HIPAA Violation Fines

Both the Department of Health and Human Service’ Office for Civil Rights (OCR) and state attorneys general can issue HIPAA violation fines.

In most instances, covered entities and business associates agree to pay a settlement amount for a failure to adhere to particular components of HIPAA Rules and the violation case is resolved with no admission of liability. Besides the settlement, entities usually also agree to carry out a corrective action plan to resolve any HIPAA failures.

If HIPAA-covered entities don’t agree with the findings of an investigation and contents the penalty, and the financial penalty is justified by an administrative law judge, a civil monetary penalty will then be issued.

While OCR issues penalties for HIPAA violations, attorneys general often pursue financial penalties for violations of state laws rather than HIPAA, if there are equivalent regulations at the state level although there has been an increase in cases in recent years for violations of HIPAA Rules.
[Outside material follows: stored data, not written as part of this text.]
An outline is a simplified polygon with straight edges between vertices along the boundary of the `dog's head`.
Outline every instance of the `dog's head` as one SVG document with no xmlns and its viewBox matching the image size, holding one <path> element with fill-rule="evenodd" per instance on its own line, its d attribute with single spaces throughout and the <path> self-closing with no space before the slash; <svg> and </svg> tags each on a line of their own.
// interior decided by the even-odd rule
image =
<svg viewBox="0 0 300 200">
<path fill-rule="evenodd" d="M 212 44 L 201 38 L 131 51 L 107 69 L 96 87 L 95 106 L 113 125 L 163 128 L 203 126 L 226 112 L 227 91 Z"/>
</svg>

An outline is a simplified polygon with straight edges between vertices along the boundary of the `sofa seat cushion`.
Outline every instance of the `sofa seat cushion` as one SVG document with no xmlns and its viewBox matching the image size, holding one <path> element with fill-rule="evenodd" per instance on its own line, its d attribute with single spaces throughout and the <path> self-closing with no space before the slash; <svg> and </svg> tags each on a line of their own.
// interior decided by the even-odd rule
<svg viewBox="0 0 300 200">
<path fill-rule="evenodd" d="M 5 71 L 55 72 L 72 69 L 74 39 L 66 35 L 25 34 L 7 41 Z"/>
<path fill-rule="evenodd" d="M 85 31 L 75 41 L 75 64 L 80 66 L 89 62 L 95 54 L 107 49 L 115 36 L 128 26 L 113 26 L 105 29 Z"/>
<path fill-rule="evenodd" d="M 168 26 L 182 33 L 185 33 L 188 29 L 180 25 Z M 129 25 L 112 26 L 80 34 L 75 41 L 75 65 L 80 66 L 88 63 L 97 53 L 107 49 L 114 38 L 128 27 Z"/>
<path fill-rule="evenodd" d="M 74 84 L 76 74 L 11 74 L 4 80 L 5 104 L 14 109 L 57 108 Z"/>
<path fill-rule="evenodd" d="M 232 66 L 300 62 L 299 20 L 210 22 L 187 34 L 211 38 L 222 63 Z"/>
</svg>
However, relatively few states have used their right according to HIPAA/HITECH to seek financial penalties for HIPAA violations.

Penalty Structure for HIPAA Violations

Listed below are the HIPAA violation fines and settlements agreed with the HHS’ Office for Civil Rights since the signing of the HIPAA Enforcement Rule:

2018 HIPAA Violation Fines and Settlements

1. Fresenius Medical Care North America paid a $3,500,000 settlement fine for risk analysis failures, an impermissible ePHI disclosure; lack of policies covering electronic devices; lack of encryption; inadequate security policies; and lack of physical safeguards.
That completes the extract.